Enrique Miguel Rodríguez
Adiós, bocata, adiós
Este titular quiere reflejar el desaliento que la Organización Mundial de la Salud me ha dejado, con sus dramáticos mensajes sobre las carnes rojas y no digamos sobre las adoradas chacinas. Estos sí que son contundentes y no Rajoy sobre Cataluña. Si hiciéramos caso a todas las recomendaciones que se nos hacen desde distintos organismos para nuestra alimentación, lo cierto es que tendríamos que prescindir de las verduras y las frutas por los pesticidas y otros venenos que reciben; de los lácteos, porque igualmente las vacas para su engorde toman productos altamente peligrosos; del pescado, por el anisakis y otros bichitos, sin contar la contaminación marítima; las carnes frescas y procesadas, porque aportan al organismos agentes que te ponen al borde del cáncer de colon –si no pereces ante los litros de líquidos repugnantes que tienes que ingerir, antes de someterte a una colonoscopia , no creo que ya te mate nada–. En mi larga vida he pasado por la condena y los posteriores indultos de muchos alimentos. La sal, el azúcar, el chocolate, el café, los huevos, los vinos, el aceite... Han tenido sus altibajos. Pensar los muchos años de lucha para que el jamón de Jabugo pudiera exportarse a muchos países y, ahora que es saboreado y aclamado hasta en la China, le atizan esta especie de condena perpetua. Lo mismo que el que no ha visto el Parque de María Luisa no sabe lo que es un jardín, el que no ha probado un ibérico de bellota no sabe lo que es disfrutar de algo que a través de la boca llena de felicidad a todo el cuerpo. Estos expertos tampoco saben lo que es un jardín. Una anécdota sobre el jamón, en los años que estaba proscrito en bastantes países. En uno de mis viajes a Miami, en la puntillosa aduana del aeropuerto, le hicieron abrir la maleta a una señora metida de por vida en carnes.
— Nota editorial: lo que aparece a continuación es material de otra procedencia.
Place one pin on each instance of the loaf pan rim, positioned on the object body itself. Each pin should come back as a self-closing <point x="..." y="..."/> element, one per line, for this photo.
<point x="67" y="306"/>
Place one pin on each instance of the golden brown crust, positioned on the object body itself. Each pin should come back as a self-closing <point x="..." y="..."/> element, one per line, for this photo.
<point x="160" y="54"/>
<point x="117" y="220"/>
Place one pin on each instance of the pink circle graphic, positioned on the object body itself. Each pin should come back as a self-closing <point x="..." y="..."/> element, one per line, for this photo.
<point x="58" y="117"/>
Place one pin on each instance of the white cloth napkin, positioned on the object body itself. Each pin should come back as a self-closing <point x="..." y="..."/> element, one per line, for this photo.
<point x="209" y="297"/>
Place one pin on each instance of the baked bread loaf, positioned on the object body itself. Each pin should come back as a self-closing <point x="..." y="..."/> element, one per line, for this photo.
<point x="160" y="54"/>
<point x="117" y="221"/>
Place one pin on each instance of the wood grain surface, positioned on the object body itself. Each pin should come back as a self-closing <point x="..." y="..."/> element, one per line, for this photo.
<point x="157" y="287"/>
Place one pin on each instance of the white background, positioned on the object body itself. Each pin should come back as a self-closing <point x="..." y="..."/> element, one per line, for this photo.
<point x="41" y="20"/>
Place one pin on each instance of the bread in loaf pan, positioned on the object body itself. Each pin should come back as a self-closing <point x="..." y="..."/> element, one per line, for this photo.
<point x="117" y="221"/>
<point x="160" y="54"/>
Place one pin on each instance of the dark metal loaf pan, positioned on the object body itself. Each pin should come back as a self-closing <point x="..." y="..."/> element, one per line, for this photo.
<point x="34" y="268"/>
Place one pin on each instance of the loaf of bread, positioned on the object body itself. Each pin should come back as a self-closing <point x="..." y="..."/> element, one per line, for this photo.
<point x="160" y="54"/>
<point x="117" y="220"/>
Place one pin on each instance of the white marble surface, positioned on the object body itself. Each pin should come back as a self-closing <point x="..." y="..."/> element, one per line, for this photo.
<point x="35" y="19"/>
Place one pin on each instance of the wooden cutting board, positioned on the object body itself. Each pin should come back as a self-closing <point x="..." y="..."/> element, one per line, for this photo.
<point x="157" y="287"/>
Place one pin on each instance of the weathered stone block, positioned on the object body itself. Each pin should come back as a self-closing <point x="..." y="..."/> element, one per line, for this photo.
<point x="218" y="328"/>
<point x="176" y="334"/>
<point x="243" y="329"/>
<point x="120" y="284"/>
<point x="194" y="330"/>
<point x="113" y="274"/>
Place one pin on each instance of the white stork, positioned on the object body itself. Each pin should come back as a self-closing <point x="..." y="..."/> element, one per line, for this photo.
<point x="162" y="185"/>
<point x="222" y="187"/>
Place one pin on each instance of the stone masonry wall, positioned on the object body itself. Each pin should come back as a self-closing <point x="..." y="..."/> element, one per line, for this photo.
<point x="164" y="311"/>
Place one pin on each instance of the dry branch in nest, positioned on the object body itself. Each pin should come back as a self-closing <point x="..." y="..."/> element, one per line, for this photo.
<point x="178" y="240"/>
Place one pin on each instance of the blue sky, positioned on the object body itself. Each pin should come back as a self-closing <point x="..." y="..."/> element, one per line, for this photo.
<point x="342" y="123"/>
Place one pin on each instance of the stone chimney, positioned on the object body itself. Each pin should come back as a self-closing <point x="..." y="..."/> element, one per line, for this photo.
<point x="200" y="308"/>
De entre las prendas sacaron unas bragazas de gran tamaño, que servían de envoltorio a medio jamón, que le fue requisado. La amargura de la mujeruca no tenía límites, era el mejor regalo para sus hijos que vivían en la ciudad hacía años y era lo que más echaban de menos. Cuando ya salíamos del control, la buena mujer cambió de cara. Me confesó que había salvado unos buenos chorizos y salchichones , que había repartido estratégicamente por el resto del equipaje. Tengo la seguridad de que el jamón requisado sirvió de comida al personal de seguridad del citado aeropuerto.